Polska to wspaniały kraj i naród tylko doszczetne idiotyczny rząd.. Co prawda nasi politycy przy tych z brukselii i usa to mezowie stanu, wierni patrioci którzy oddali by za ojczyzne życie.. Tusk nie ma pojecie o polityce lae przynajmniej nie az tak jak np Obama... No cóz - Należy zmienić rząd. Najlepiej poprzez zamach stanu. Jedyne dobre partie toPartia LibertariańskaKongres Nowej PrawicyUnia Polityki RealnejNajlepsza w przypadku Polski była by dyktatura i całkowite jaj zlibertarianizowanie. Demokracja to głupota jak ograniczanie wolnosci
Kapitanie, nieprawda. Najlepsza Partia to Obóz Narodowo-Radykalny, w końcu to oni jako jedyni (chyba) chce przejąć władzę siła... :>Tak się zastanawiam, Polacy zrzędzą na głupi rząd, głupia opozycję i ogólnie na głupich polityków, ale jakos ci "madrzy" nie tworza partii i nie startuja w wyborach. Dlaczego? Bo sa za głupi?A teraz wypowiem się ostro. Jeśli narusza to regulamin forum to mozna skasowac to co napiszę poniżej.Unia Polityki Realnej i jej lider w szczególności to połączenie osób ciepriących na manie przesladowcą, wietrzący spiski w każdym przepisie, nienznający zasad wolnego rynku debile i rasiści chcący zlikwidować osoby niepełnosprawne, gdyz obciążają budżet państwa. Tak w skrócie można ich opisać gdy się ich słucha.I jeszzce jedna sprawa. Jak ktoś w Polsce będzie próbował przejąć władzę siłą to wtedy sam wyjdę na ulicę i zajmę się nimi. Po prostu fizycznie. Bilismy Niemców, bilismy Rosjan przez te wieki, bedziemy też bic neonazistów. Mamy w bicu wrogów jako naród spore doświadczenie.

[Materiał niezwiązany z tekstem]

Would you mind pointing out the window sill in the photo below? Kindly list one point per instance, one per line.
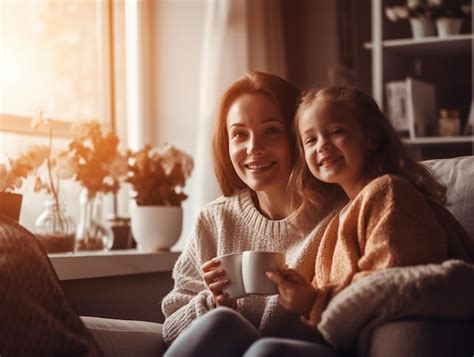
(84, 265)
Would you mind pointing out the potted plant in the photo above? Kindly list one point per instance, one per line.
(158, 176)
(449, 16)
(99, 166)
(54, 227)
(12, 174)
(422, 15)
(418, 12)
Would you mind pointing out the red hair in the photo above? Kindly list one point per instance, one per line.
(283, 94)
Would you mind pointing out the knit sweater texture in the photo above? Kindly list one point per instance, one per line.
(388, 224)
(233, 224)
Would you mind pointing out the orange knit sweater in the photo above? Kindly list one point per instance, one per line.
(388, 224)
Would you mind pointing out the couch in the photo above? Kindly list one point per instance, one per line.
(407, 337)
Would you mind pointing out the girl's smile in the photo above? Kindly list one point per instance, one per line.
(335, 147)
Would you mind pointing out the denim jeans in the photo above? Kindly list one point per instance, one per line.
(225, 332)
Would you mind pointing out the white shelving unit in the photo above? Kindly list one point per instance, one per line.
(409, 53)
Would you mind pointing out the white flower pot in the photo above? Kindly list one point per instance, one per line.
(422, 28)
(448, 26)
(155, 228)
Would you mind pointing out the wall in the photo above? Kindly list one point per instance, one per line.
(311, 40)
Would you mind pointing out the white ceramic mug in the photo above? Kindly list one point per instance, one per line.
(254, 267)
(232, 265)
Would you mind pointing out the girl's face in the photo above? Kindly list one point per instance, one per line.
(259, 143)
(335, 148)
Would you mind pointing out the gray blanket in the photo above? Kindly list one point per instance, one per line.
(435, 290)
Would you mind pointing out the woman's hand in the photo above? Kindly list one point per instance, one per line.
(215, 280)
(295, 293)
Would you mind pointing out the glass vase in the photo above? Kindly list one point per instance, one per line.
(91, 233)
(55, 228)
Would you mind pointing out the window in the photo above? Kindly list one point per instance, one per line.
(58, 58)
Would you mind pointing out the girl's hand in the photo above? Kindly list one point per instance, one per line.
(215, 280)
(295, 293)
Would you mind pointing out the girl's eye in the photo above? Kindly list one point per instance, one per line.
(238, 135)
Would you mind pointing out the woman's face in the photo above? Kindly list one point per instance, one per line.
(259, 143)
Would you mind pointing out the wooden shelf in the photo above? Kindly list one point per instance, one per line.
(439, 140)
(449, 46)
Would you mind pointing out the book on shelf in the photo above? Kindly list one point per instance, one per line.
(411, 106)
(469, 127)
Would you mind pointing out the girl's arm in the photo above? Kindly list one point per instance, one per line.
(392, 225)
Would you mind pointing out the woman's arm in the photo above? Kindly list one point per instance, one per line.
(190, 297)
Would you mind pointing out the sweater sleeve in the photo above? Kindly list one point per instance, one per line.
(190, 297)
(395, 227)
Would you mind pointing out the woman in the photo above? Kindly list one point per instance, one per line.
(254, 156)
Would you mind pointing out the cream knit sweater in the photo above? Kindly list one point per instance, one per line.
(233, 224)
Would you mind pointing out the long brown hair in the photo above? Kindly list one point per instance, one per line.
(283, 94)
(389, 157)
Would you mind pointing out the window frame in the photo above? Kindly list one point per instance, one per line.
(106, 81)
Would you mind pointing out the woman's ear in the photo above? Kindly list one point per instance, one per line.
(373, 140)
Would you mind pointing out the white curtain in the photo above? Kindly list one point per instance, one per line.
(239, 35)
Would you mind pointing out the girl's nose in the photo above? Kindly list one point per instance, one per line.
(322, 144)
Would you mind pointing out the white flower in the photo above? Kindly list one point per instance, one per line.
(65, 166)
(3, 170)
(39, 120)
(391, 14)
(118, 167)
(466, 9)
(187, 165)
(170, 156)
(37, 154)
(414, 3)
(401, 11)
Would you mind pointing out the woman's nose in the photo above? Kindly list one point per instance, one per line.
(254, 147)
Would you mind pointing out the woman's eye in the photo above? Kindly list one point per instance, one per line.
(309, 140)
(272, 130)
(238, 135)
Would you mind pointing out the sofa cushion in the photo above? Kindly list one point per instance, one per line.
(428, 291)
(126, 337)
(428, 337)
(458, 176)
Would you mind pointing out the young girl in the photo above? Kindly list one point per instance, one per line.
(394, 216)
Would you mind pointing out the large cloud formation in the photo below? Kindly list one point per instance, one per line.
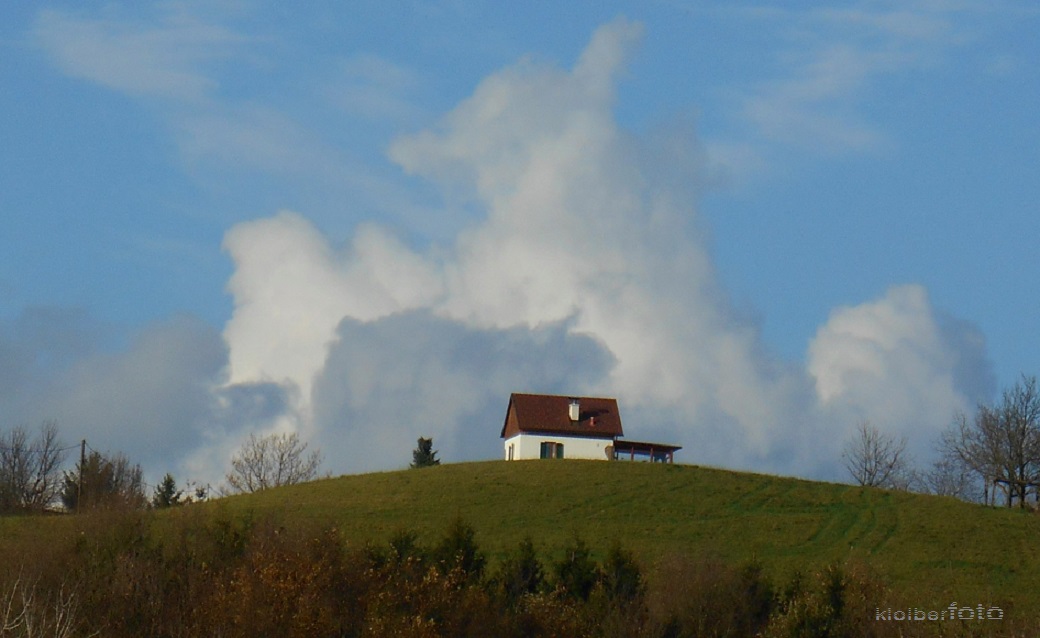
(587, 272)
(582, 270)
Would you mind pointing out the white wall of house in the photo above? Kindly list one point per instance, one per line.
(528, 445)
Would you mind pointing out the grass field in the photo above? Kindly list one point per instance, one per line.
(934, 551)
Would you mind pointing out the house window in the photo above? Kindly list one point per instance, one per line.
(552, 451)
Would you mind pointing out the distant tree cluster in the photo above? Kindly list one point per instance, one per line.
(103, 481)
(30, 469)
(1001, 444)
(424, 455)
(271, 461)
(996, 451)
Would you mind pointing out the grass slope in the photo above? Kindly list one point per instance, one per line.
(934, 551)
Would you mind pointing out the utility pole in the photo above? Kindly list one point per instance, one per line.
(82, 462)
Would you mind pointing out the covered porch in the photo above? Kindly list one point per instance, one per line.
(655, 453)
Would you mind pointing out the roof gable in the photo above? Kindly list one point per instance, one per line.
(549, 413)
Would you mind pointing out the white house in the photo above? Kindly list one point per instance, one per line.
(552, 427)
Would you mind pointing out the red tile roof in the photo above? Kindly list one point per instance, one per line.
(597, 417)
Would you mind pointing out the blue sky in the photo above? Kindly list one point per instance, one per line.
(755, 224)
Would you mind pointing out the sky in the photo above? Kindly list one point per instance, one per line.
(756, 225)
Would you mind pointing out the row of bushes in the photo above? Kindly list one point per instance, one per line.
(192, 572)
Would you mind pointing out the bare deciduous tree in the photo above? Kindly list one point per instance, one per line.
(104, 480)
(30, 469)
(950, 477)
(876, 459)
(1002, 443)
(270, 461)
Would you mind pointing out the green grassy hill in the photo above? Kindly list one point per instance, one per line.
(932, 550)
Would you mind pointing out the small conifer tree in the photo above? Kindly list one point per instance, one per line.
(424, 455)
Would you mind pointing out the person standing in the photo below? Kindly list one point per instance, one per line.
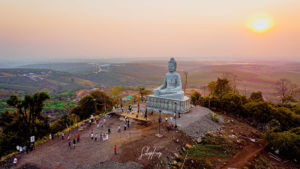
(74, 143)
(15, 161)
(95, 136)
(78, 138)
(69, 142)
(115, 149)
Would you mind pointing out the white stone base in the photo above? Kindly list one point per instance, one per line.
(167, 105)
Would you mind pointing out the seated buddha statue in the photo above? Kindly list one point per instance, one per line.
(171, 87)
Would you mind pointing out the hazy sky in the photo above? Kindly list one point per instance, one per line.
(35, 29)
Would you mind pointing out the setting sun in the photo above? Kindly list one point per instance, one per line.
(260, 24)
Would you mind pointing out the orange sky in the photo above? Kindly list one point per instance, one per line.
(147, 28)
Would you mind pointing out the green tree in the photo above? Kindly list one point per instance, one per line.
(29, 111)
(220, 87)
(233, 103)
(95, 102)
(256, 96)
(195, 98)
(286, 90)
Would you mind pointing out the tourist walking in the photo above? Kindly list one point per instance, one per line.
(95, 136)
(74, 143)
(115, 149)
(69, 142)
(15, 161)
(78, 138)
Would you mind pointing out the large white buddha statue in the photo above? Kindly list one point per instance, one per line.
(171, 87)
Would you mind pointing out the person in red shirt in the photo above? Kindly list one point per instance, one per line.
(78, 138)
(115, 149)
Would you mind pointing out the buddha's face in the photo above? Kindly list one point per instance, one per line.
(172, 67)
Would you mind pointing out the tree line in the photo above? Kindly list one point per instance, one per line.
(27, 118)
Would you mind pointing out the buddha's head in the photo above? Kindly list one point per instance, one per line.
(172, 65)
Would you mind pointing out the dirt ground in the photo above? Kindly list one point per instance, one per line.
(140, 144)
(57, 154)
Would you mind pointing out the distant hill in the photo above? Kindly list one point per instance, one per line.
(31, 80)
(248, 76)
(65, 67)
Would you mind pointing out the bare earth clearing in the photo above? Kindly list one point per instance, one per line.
(139, 147)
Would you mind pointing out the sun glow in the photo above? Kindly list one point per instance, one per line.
(260, 24)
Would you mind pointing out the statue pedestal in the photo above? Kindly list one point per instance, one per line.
(167, 105)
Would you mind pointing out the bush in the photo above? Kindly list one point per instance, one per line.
(260, 111)
(287, 142)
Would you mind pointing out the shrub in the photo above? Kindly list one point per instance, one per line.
(287, 142)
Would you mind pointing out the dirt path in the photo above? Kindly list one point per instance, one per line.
(247, 154)
(57, 154)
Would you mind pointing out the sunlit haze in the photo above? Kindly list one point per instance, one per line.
(215, 29)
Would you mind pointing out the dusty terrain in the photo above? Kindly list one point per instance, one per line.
(139, 147)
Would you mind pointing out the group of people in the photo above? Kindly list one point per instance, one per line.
(71, 142)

Polska to wspaniały kraj i naród tylko doszczetne idiotyczny rząd.
Często nie zgadzam się z tym co mówią duchowni w trakcie kazań, ale ze 2-3 tygodnie temu ksiądz powiedział bardzo mądrą rzecz: "Tak lubimy narzekać na duszpasterzy, ale zapominajmy, że wywodzą się oni z ludu i są jego odzwierciedleniem."
Teraz już wiem, dlaczego instytucja Kościoła jest jaka jest i dlaczego politycy są tacy, a nie inni. Może naród wspaniały tylko ludzie - cytując marszałka Piłsudskiego - k****. Dopóki to się nie zmieni (a jakoś nie widzę żadnych zwiastunów), dopóty będziemy mieli to na co naprawdę zasługujemy.

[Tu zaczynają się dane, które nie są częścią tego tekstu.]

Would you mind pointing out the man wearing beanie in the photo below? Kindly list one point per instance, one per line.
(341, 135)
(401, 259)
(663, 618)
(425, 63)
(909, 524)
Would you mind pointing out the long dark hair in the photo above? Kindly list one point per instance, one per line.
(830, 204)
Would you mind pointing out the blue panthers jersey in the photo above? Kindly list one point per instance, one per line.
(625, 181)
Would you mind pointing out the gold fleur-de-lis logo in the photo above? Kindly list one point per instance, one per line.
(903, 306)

No cóz - Należy zmienić rząd. Najlepiej poprzez zamach stanu.
I jeszzce jedna sprawa. Jak ktoś w Polsce będzie próbował przejąć władzę siłą to wtedy sam wyjdę na ulicę i zajmę się nimi. Po prostu fizycznie. Bilismy Niemców, bilismy Rosjan przez te wieki, bedziemy też bic neonazistów. Mamy w bicu wrogów jako naród spore doświadczenie.
Dokładnie - chcesz coś zmienić - idź na wybory. Na zachodzie (może poza Włochami :P) ludzie nie wybierają kogoś, kto zalazł im za skórę. Dziś w cywilizowanych państwach nie dokonuje się zamachów stanu.